Вам кажется, что чушь сейчас мелю...
Там есть о чём подумать в тишине.

Идёшь и смотришь на холмы могил
И понимаешь, что за этими крестами -
Чужие судьбы тех, кто раньше жил,
Кого не будет уже больше с нами.

Кем были эти люди? Жили как?
Как умирали? Хорошо ли плохо?
Шальная пуля ли, неизлечимый рак?
Бог весть... Для всех живых туда  дорога.

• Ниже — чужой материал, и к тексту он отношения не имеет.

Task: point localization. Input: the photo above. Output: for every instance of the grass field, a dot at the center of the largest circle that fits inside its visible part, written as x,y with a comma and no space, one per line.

Люблю я кладбища, особенно весной -
Со смертью рядом возрожденье жизни новой.
Поёт природа, стайки птиц над головой...
Нет смерти, убеждаюсь в этом снова.

И в том году опять пришла сюда,
Как-будто потянуло меня что-то.
Здесь ярче вспоминаются года,
Когда была я юной, беззаботной.

Вниманье обратив своё, в тот день,
На одну, очень странную, могилу.
И ноги сами понесли в густую тень
К холму заброшенному, с неведОмой силой.

На холмике был поржавевший крест,
Воткнутый в землю, самодельный явно.
С двух сварен труб. Такой один был здесь.
Давно забытый - поросла тропа бурьяном.

На фоне неприкаянных могил,
Он выглядел особо... сиротливо.
Как-будто тот, кто похоронен и не жил...
Мне стало интересно, что-же было?

Весь вечер этот, очень грустный  холм
Так и стоял передо мной, перед глазами.
У тёти Маши я спросила, сев за стол:
 - Чей крест там за погостом меж полями?

-Тот, на отшибе, с трубами?
-Да, тот...
-Эх... был у нас - Серёжка... Жизнь такая...
В деревне звали все его - урод...
Вздохнув, задумалась, чего-то вспоминая.




2.Часть вторая. Рассказ тёти Маши.

Серёжка этот бедолагой был...
С рождения... Ох, парень горемычный!
К Петровне старой часто приходил -
Коль та трезва - накормит поприличней.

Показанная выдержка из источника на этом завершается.